All over the Philippines every Sunday afternoon a spectacle takes place which at its core involves men and their cocks: cockfighting. Male chicken are pitted against each other, to the gaudium of the typically less and less sober crowd as the afternoon progresses. The loosing chicken ends up in someone’s pot, and the owner of the winning bird with a sizable cash prize. Most guys bet on the outcomes of the fights, and everyone has a great time. Anyone who objects but who also eats Western tiny-cage-industrially-raised chicken is a hypocrite.
The cockfights are so popular here that some of the best chickens fight live on TV and there are specialized magazines for the hobby. Every little town has specialty shops with vitamin powders to get the roosters in fighting shape.
One thing, however, is conspicuously missing at the Filipino cockfights: hens, female chickens. This will change in the near future according to German feminist activist Murtraud Whiter. During a recent visit to the Philippines Ms.
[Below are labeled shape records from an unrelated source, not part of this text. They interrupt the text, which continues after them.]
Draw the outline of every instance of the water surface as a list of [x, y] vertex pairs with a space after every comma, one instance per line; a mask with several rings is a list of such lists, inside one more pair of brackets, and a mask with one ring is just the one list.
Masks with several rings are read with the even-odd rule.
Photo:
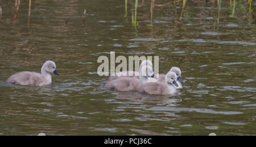
[[[256, 135], [256, 24], [246, 2], [233, 16], [223, 2], [214, 29], [211, 1], [189, 1], [182, 21], [181, 4], [156, 7], [151, 27], [148, 1], [138, 11], [137, 29], [130, 11], [124, 18], [124, 1], [33, 1], [29, 27], [28, 3], [22, 2], [14, 21], [14, 2], [3, 1], [0, 135]], [[97, 74], [97, 60], [112, 51], [159, 56], [160, 73], [181, 68], [183, 89], [175, 96], [106, 89], [109, 77]], [[61, 75], [51, 85], [5, 82], [17, 72], [40, 72], [47, 60]]]

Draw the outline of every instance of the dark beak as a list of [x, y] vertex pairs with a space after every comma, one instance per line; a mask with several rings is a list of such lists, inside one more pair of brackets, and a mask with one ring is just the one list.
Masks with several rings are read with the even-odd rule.
[[60, 75], [60, 74], [59, 74], [59, 72], [58, 72], [58, 71], [57, 71], [56, 70], [55, 70], [53, 71], [53, 73], [54, 73], [55, 75], [58, 75], [58, 76]]
[[183, 81], [183, 80], [182, 80], [182, 78], [181, 78], [181, 76], [178, 77], [178, 78], [177, 78], [177, 79], [179, 81], [180, 81], [180, 83], [184, 83], [184, 81]]
[[158, 77], [155, 74], [151, 76], [151, 77], [155, 78], [155, 79], [158, 79]]
[[179, 87], [179, 85], [177, 84], [177, 82], [176, 81], [174, 81], [172, 82], [172, 84], [174, 84], [176, 87]]

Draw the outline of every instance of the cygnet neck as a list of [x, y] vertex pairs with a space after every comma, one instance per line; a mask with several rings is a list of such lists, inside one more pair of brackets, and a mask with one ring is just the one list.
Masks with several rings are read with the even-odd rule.
[[142, 82], [143, 84], [146, 83], [148, 81], [148, 79], [147, 77], [143, 76], [142, 75], [139, 75], [139, 80], [141, 82]]
[[46, 64], [44, 64], [41, 68], [41, 75], [43, 77], [47, 77], [51, 78], [51, 74], [46, 71]]

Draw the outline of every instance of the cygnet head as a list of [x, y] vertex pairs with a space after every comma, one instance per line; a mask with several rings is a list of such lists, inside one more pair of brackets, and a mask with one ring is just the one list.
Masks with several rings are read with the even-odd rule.
[[152, 62], [149, 60], [143, 60], [141, 62], [141, 67], [144, 66], [149, 66], [151, 67], [153, 67], [153, 64], [152, 64]]
[[51, 60], [47, 60], [43, 65], [43, 67], [41, 69], [41, 72], [42, 74], [43, 74], [46, 72], [50, 74], [54, 73], [55, 75], [57, 75], [58, 76], [60, 75], [56, 70], [55, 63]]
[[139, 67], [140, 70], [141, 70], [141, 68], [142, 68], [142, 67], [145, 66], [149, 66], [152, 67], [152, 68], [153, 69], [153, 71], [155, 72], [155, 70], [153, 68], [153, 64], [152, 63], [152, 62], [151, 60], [143, 60], [141, 62], [141, 66]]
[[154, 77], [158, 79], [155, 75], [153, 67], [150, 66], [144, 66], [142, 67], [140, 75], [146, 77]]
[[184, 81], [181, 78], [181, 71], [180, 71], [180, 68], [177, 67], [173, 67], [171, 68], [170, 71], [174, 72], [176, 74], [177, 76], [177, 79], [181, 83], [183, 83]]
[[166, 76], [166, 83], [170, 85], [174, 84], [176, 87], [179, 87], [177, 84], [177, 76], [176, 73], [172, 71], [169, 71]]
Whiter observed a cockfight and immediately objected to the lack of gender equality in “sabong” (the Filipino word for cockfight). “How will young female combat athletes relate to these famous fighting chickens as role models if these are all male?” Ms. Whiter questioned in a serious, yet mostly calm voice when she addressed the press in Cebu City over the topic this Monday.
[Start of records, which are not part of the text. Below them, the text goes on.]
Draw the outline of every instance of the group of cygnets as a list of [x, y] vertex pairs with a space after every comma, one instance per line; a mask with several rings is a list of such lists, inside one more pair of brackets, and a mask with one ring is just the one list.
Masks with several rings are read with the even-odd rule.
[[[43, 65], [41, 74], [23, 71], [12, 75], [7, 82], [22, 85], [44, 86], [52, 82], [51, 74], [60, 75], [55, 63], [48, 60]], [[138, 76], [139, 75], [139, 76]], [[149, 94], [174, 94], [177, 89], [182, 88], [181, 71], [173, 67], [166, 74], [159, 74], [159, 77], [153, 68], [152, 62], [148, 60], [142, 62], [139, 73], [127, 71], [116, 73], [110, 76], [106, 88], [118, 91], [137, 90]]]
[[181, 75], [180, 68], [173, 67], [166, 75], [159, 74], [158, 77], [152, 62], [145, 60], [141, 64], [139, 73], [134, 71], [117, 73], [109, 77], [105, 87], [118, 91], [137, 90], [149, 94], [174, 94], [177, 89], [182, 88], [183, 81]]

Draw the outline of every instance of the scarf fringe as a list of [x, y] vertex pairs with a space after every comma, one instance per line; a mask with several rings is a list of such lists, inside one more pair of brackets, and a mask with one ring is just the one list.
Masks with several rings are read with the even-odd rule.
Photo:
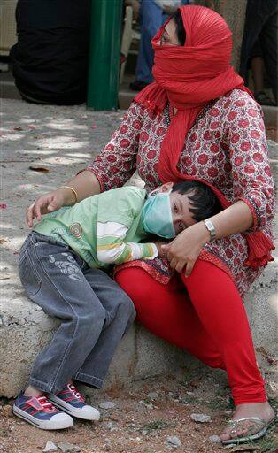
[[255, 231], [249, 234], [244, 234], [248, 244], [248, 258], [244, 265], [246, 266], [258, 269], [258, 267], [266, 266], [268, 261], [274, 261], [271, 256], [271, 250], [275, 249], [274, 243], [262, 231]]

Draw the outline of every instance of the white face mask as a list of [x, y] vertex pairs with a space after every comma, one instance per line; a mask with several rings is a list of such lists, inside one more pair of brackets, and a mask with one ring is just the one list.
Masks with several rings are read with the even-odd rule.
[[166, 239], [175, 237], [170, 194], [152, 190], [143, 207], [143, 225], [145, 232]]

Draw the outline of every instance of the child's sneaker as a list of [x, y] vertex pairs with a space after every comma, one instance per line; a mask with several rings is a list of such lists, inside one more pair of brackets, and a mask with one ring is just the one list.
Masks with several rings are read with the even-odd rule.
[[97, 409], [85, 403], [83, 396], [73, 384], [67, 384], [58, 395], [49, 395], [49, 399], [65, 412], [83, 420], [99, 420]]
[[23, 420], [40, 429], [65, 429], [73, 426], [73, 418], [57, 409], [46, 396], [30, 397], [20, 394], [12, 411]]

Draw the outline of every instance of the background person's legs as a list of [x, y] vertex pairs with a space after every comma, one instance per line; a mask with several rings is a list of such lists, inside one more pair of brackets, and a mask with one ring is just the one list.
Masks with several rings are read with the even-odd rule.
[[277, 105], [278, 97], [278, 8], [267, 18], [260, 33], [267, 80]]
[[[136, 81], [130, 84], [133, 89], [140, 90], [144, 84], [153, 81], [151, 39], [167, 17], [153, 0], [141, 1], [139, 16], [141, 39], [135, 73]], [[139, 86], [136, 82], [141, 82], [141, 85]]]

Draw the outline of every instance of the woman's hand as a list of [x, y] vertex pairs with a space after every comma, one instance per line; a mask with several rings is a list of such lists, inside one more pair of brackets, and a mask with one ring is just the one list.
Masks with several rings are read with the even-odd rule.
[[155, 241], [154, 242], [158, 249], [158, 253], [159, 258], [166, 258], [167, 253], [166, 250], [163, 250], [163, 246], [168, 245], [168, 242], [164, 242], [163, 241]]
[[35, 217], [39, 221], [42, 219], [42, 214], [53, 212], [67, 203], [67, 198], [73, 197], [71, 190], [58, 188], [48, 194], [41, 195], [26, 211], [26, 221], [27, 226], [32, 228], [33, 219]]
[[210, 233], [204, 222], [199, 222], [180, 233], [162, 249], [173, 269], [181, 273], [186, 265], [184, 275], [188, 277], [193, 269], [203, 246], [210, 241]]

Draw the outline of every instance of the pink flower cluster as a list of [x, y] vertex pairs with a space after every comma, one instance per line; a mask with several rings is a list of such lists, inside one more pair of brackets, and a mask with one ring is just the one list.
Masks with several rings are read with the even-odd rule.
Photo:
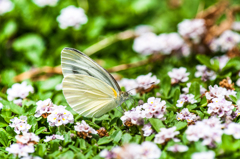
[[179, 100], [177, 100], [177, 107], [183, 107], [185, 103], [194, 104], [196, 102], [193, 94], [181, 94]]
[[27, 133], [28, 130], [31, 128], [31, 125], [27, 123], [27, 117], [26, 116], [20, 116], [19, 119], [17, 117], [14, 117], [10, 120], [12, 123], [9, 124], [10, 127], [14, 128], [14, 131], [17, 134]]
[[135, 95], [137, 93], [136, 89], [146, 90], [153, 85], [157, 85], [159, 82], [160, 80], [156, 76], [152, 76], [152, 73], [149, 73], [147, 75], [140, 75], [136, 79], [123, 78], [119, 81], [119, 85], [125, 87], [126, 91], [131, 90], [131, 94]]
[[213, 98], [229, 98], [230, 95], [236, 96], [237, 92], [234, 90], [227, 90], [226, 88], [219, 87], [217, 85], [209, 86], [209, 92], [207, 92], [206, 98], [211, 100]]
[[36, 114], [35, 117], [40, 117], [41, 115], [47, 113], [50, 114], [54, 110], [54, 105], [51, 101], [51, 99], [46, 99], [44, 101], [38, 101], [37, 103], [37, 109], [36, 109]]
[[8, 153], [14, 154], [14, 156], [18, 157], [28, 157], [29, 153], [34, 152], [33, 145], [22, 145], [22, 144], [12, 144], [10, 147], [6, 148]]
[[53, 111], [47, 117], [50, 126], [61, 126], [74, 122], [72, 113], [65, 108], [66, 106], [55, 106], [53, 108]]
[[[98, 132], [90, 127], [84, 120], [82, 122], [77, 122], [74, 129], [78, 132], [85, 132], [89, 134], [97, 134]], [[90, 136], [89, 136], [90, 137]]]
[[186, 130], [187, 139], [195, 142], [203, 139], [203, 145], [214, 147], [215, 142], [221, 142], [222, 127], [221, 121], [216, 117], [197, 121], [195, 125], [188, 126]]
[[174, 145], [174, 146], [170, 146], [168, 148], [168, 151], [172, 151], [172, 152], [186, 152], [188, 150], [188, 147], [185, 145]]
[[171, 128], [161, 128], [160, 132], [155, 135], [154, 142], [157, 144], [163, 144], [167, 142], [170, 139], [173, 139], [174, 141], [179, 141], [179, 139], [174, 138], [176, 135], [179, 134], [179, 131], [175, 131], [177, 128], [171, 127]]
[[26, 81], [21, 84], [15, 83], [12, 85], [12, 88], [7, 90], [7, 98], [9, 101], [13, 101], [17, 105], [22, 105], [22, 99], [26, 98], [29, 93], [33, 93], [33, 87], [31, 85], [27, 85]]
[[161, 101], [160, 98], [150, 97], [147, 103], [124, 112], [124, 116], [121, 117], [121, 120], [123, 124], [125, 124], [126, 121], [130, 121], [134, 125], [142, 125], [143, 118], [154, 117], [165, 120], [164, 114], [166, 114], [166, 102]]
[[23, 135], [15, 136], [17, 139], [17, 143], [25, 144], [25, 145], [34, 145], [38, 143], [40, 138], [34, 133], [23, 133]]
[[195, 72], [195, 77], [201, 77], [201, 80], [206, 82], [208, 80], [215, 80], [217, 75], [214, 71], [207, 68], [205, 65], [197, 65], [197, 72]]
[[[184, 94], [188, 94], [189, 93], [189, 88], [191, 86], [191, 83], [187, 83], [187, 87], [184, 87], [182, 89], [182, 91], [184, 92]], [[204, 94], [207, 90], [202, 86], [200, 85], [200, 94]]]
[[185, 67], [174, 68], [171, 72], [168, 72], [168, 76], [171, 78], [172, 84], [187, 82], [189, 74], [190, 73], [187, 72]]
[[147, 159], [160, 158], [161, 150], [152, 142], [145, 141], [141, 145], [131, 143], [122, 147], [114, 147], [111, 151], [103, 150], [100, 157], [105, 159]]
[[150, 136], [153, 133], [152, 125], [150, 123], [145, 124], [142, 128], [143, 136]]
[[188, 108], [184, 108], [180, 113], [177, 113], [177, 120], [186, 120], [188, 123], [191, 123], [200, 120], [200, 117], [194, 113], [190, 113]]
Preliminary efforts to square off two hens against each other in a fighting arena produced at best mixed outcomes – the birds mostly ignored each other and inflicted little, and then only psychological damage over the course of thirty minutes. “Naturally, that’s all a result of cultural imprinting. It’s the current anti-hen attitude in Filipino cockfighting which made these female birds poor fighters. They simply grew up with the image of females as non-fighting birds.”
The Filipino cockfighting association could not be reached for comment.